"Dreams?" Haral muttered. "Dreams indeed! They say you've lain here sleeping a thousand years."

Xaymar laughed softly, tauntingly. "And why do you suppose I slept so long, blue warrior? Believe me, it was not out of boredom. No; I, too, like you, reached out for power. But first I had to fill my legion's ranks. I needed time for my coleoptera to breed and multiply, in preparation for my day of conquest...."

She paused, and the jewels with which her veil was set seemed to gleam so bright that Haral closed his eyes against them. Once again the air of nameless menace he'd felt before crept through the crypt.

Xaymar's voice came as from afar: "We shall ride together, warrior, you and I! You've saved my life, and you have a will that matches mine. I've longed this thousand years and more for a man like you to share my dreams...."

The words went on and on, but Haral could no longer hear. The sickness in him grew. He knew of a sudden that he was going to fall.

Words and more words—an incoherent jumble.
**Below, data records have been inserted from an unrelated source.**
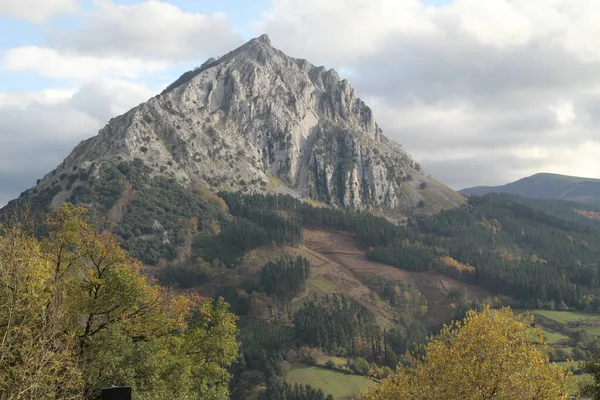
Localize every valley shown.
[0,35,600,400]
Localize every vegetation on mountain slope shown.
[362,307,570,400]
[460,173,600,206]
[0,205,238,400]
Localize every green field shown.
[542,329,569,344]
[317,356,346,368]
[285,364,367,400]
[530,310,600,324]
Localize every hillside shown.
[0,36,600,399]
[459,173,600,205]
[5,35,465,217]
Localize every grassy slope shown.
[285,364,367,400]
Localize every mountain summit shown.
[18,35,464,213]
[460,173,600,206]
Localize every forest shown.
[4,162,600,399]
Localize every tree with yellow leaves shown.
[0,205,238,400]
[361,307,571,400]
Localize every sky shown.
[0,0,600,205]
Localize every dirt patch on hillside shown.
[304,229,491,324]
[107,182,133,223]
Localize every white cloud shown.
[0,0,79,22]
[49,0,243,63]
[0,78,154,205]
[254,0,600,189]
[254,0,436,65]
[69,78,156,122]
[548,100,575,124]
[1,46,170,79]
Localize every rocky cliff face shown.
[31,35,462,216]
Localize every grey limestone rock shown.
[36,35,462,211]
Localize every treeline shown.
[219,192,417,248]
[193,214,302,268]
[261,378,333,400]
[294,293,382,358]
[260,256,310,302]
[414,195,600,307]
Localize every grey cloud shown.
[0,79,152,205]
[48,1,243,62]
[259,0,600,188]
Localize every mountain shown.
[459,173,600,205]
[14,35,464,213]
[0,36,600,399]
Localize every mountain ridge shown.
[15,35,464,215]
[459,173,600,205]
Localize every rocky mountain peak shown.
[29,35,462,216]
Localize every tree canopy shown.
[0,205,238,399]
[362,307,570,400]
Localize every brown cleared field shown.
[297,229,491,324]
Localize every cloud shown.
[1,46,170,79]
[0,0,79,22]
[254,0,600,189]
[49,0,243,62]
[0,79,153,206]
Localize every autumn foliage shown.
[362,307,571,400]
[0,205,238,400]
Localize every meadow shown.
[285,364,367,400]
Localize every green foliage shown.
[294,293,383,357]
[156,260,211,289]
[0,205,238,400]
[367,246,435,271]
[261,378,333,400]
[260,256,310,302]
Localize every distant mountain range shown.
[459,173,600,205]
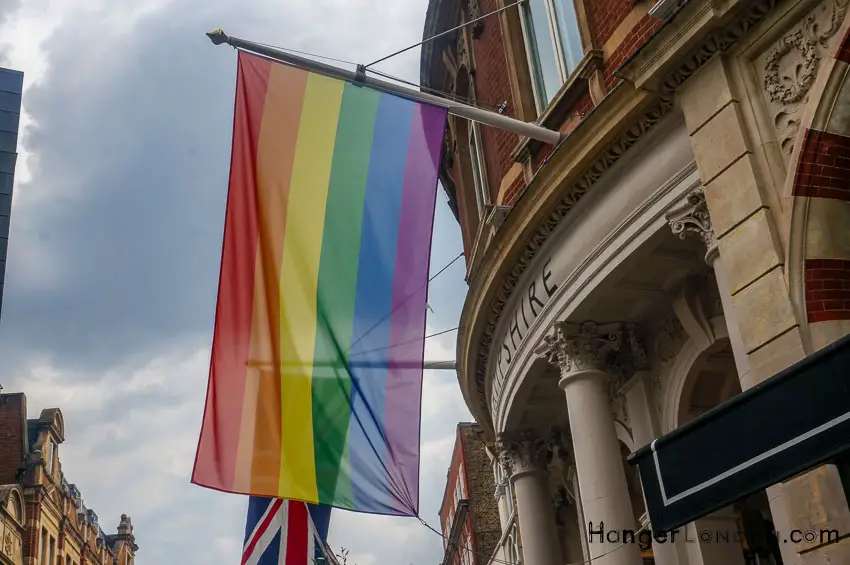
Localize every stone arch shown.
[4,485,27,527]
[661,338,717,434]
[783,17,850,353]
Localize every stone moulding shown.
[460,0,777,433]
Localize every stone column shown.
[667,188,750,382]
[621,371,685,565]
[667,189,799,565]
[538,322,641,565]
[501,433,563,565]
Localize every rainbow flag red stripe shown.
[192,52,446,515]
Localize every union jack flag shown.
[242,496,337,565]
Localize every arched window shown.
[520,0,584,110]
[8,492,24,522]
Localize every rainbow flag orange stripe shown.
[192,52,446,515]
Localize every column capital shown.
[498,431,555,478]
[535,321,624,375]
[666,187,718,266]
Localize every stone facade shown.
[440,423,502,565]
[0,393,138,565]
[422,0,850,565]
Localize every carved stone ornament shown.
[535,322,623,374]
[499,432,552,477]
[763,0,850,159]
[469,0,780,427]
[667,188,717,265]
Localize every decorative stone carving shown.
[470,0,778,427]
[667,187,717,265]
[469,0,484,39]
[535,322,623,374]
[499,432,553,477]
[762,0,850,156]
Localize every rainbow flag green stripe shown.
[192,52,446,515]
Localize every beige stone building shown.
[0,393,138,565]
[421,0,850,565]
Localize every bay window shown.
[520,0,583,114]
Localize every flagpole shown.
[246,359,457,371]
[207,29,565,145]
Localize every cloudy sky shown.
[0,0,469,565]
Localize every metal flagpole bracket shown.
[207,29,566,145]
[207,29,230,45]
[354,65,366,86]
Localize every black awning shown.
[629,336,850,531]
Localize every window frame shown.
[519,0,584,116]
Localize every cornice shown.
[457,0,777,436]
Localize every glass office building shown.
[0,68,24,322]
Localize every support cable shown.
[364,0,528,69]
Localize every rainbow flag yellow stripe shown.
[192,52,446,515]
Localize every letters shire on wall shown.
[491,257,558,410]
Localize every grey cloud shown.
[0,0,465,565]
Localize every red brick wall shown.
[23,494,41,563]
[585,0,632,47]
[502,175,525,206]
[603,14,661,89]
[793,129,850,201]
[470,0,519,201]
[440,430,463,545]
[461,426,502,565]
[835,29,850,63]
[0,394,26,485]
[805,259,850,323]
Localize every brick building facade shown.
[0,393,138,565]
[420,0,850,565]
[440,423,502,565]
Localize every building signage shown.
[486,257,559,403]
[629,336,850,531]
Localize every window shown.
[521,0,583,113]
[47,440,53,475]
[8,494,24,522]
[40,528,48,565]
[469,122,490,218]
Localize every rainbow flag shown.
[192,52,446,515]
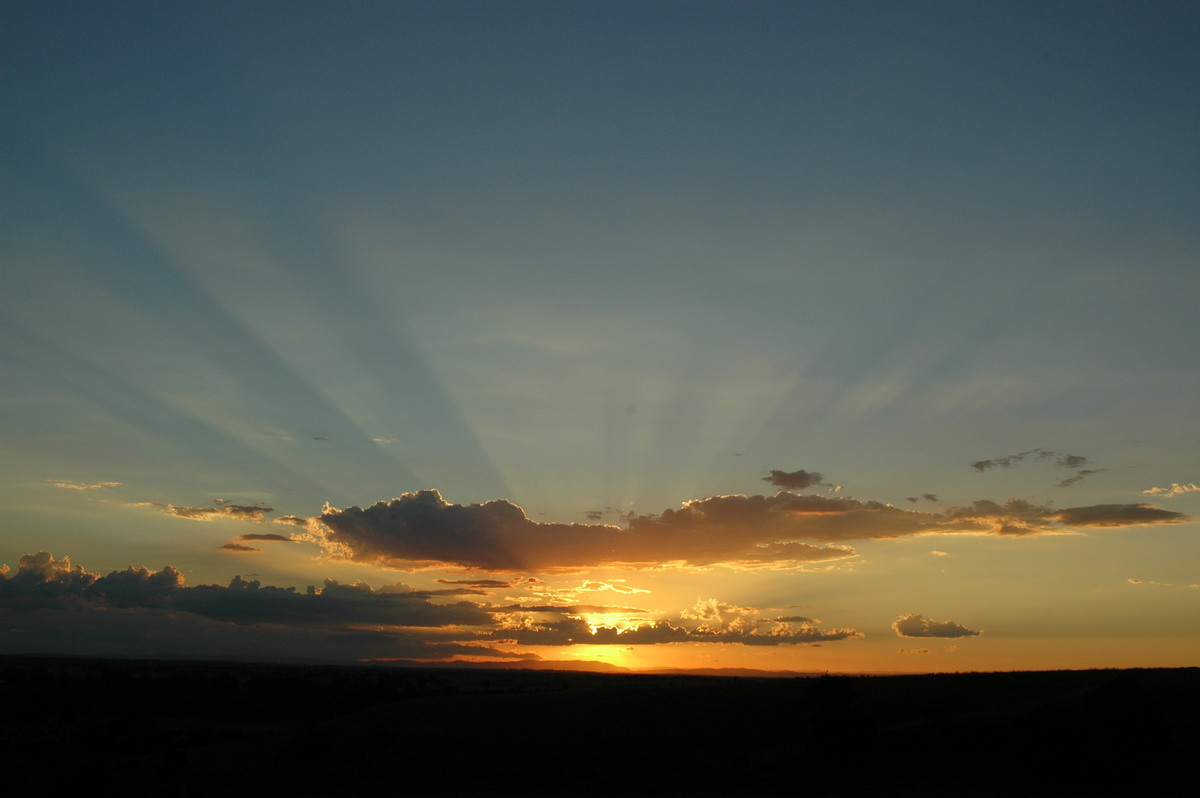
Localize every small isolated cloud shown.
[1054,504,1189,527]
[971,449,1104,487]
[1142,482,1200,498]
[218,544,263,552]
[762,468,826,490]
[892,612,983,637]
[134,499,272,523]
[1056,468,1104,487]
[47,480,122,491]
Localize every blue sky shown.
[0,2,1200,670]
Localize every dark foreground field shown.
[0,658,1200,798]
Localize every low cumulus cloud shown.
[134,499,274,523]
[892,612,983,637]
[1142,482,1200,498]
[308,490,1188,572]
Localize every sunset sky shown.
[0,1,1200,672]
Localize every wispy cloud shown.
[762,468,828,490]
[308,490,1188,572]
[1142,482,1200,498]
[218,544,263,553]
[892,612,983,637]
[47,480,122,491]
[971,449,1104,487]
[133,499,274,523]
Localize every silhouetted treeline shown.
[0,658,1200,797]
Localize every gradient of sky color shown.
[0,1,1200,671]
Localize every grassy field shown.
[0,658,1200,798]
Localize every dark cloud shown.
[949,499,1190,535]
[217,544,263,552]
[892,612,983,637]
[1142,482,1200,498]
[0,552,493,626]
[319,491,888,571]
[492,609,863,646]
[1055,504,1190,527]
[971,449,1104,487]
[314,491,1187,572]
[762,468,824,490]
[971,449,1087,472]
[1057,468,1104,487]
[438,580,514,590]
[0,552,862,661]
[134,499,272,523]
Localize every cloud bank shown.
[310,490,1188,572]
[0,552,862,661]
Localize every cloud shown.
[1142,482,1200,498]
[492,601,864,646]
[217,544,263,552]
[0,552,862,661]
[971,449,1104,487]
[438,580,514,589]
[308,490,1188,572]
[949,499,1190,535]
[892,612,983,637]
[134,499,272,523]
[47,480,122,491]
[1054,504,1190,527]
[762,469,824,490]
[1056,468,1104,487]
[0,552,493,626]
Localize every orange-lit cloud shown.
[218,544,263,553]
[892,612,983,637]
[49,480,121,491]
[1142,482,1200,498]
[310,490,1188,572]
[971,449,1104,487]
[134,499,272,523]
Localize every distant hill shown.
[0,656,1200,798]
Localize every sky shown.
[0,1,1200,672]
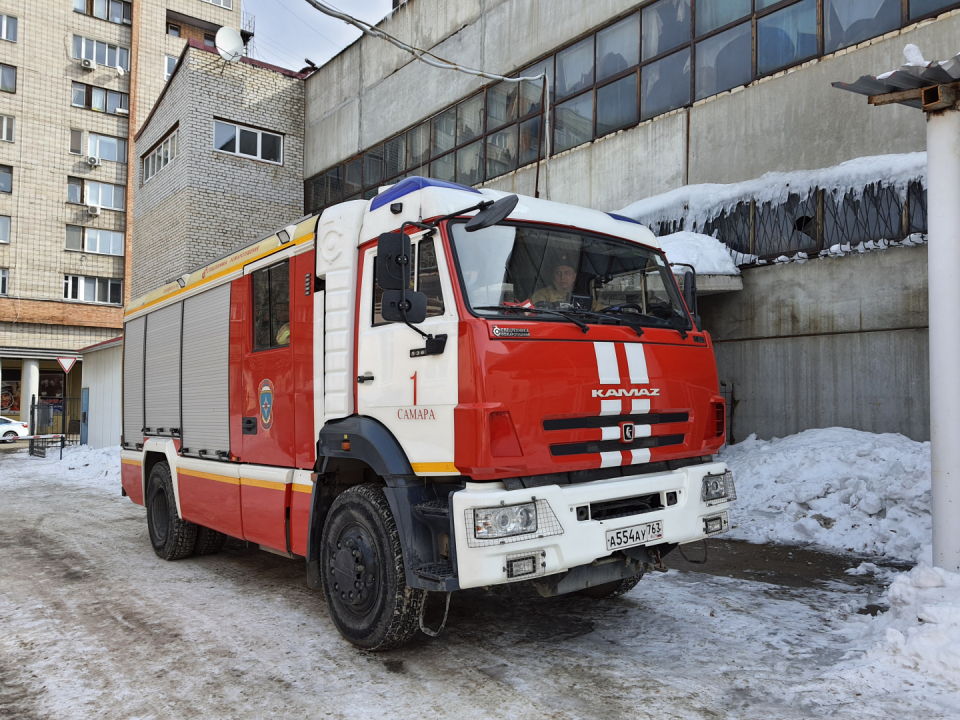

He was toppling now, yet there was nothing he could do to stop it. In great, languorous spirals, the floor of the dais was roaring up into his eyes.

But as it approached, somehow, it grew dimmer ... dimmer ... dimmer....

Then new words came. Or, rather, old words, thundering out of the black sack of his memory.

Kyla's words:

"Each night she took a different lover—and then, at the dawn, at her command, each one was slain!"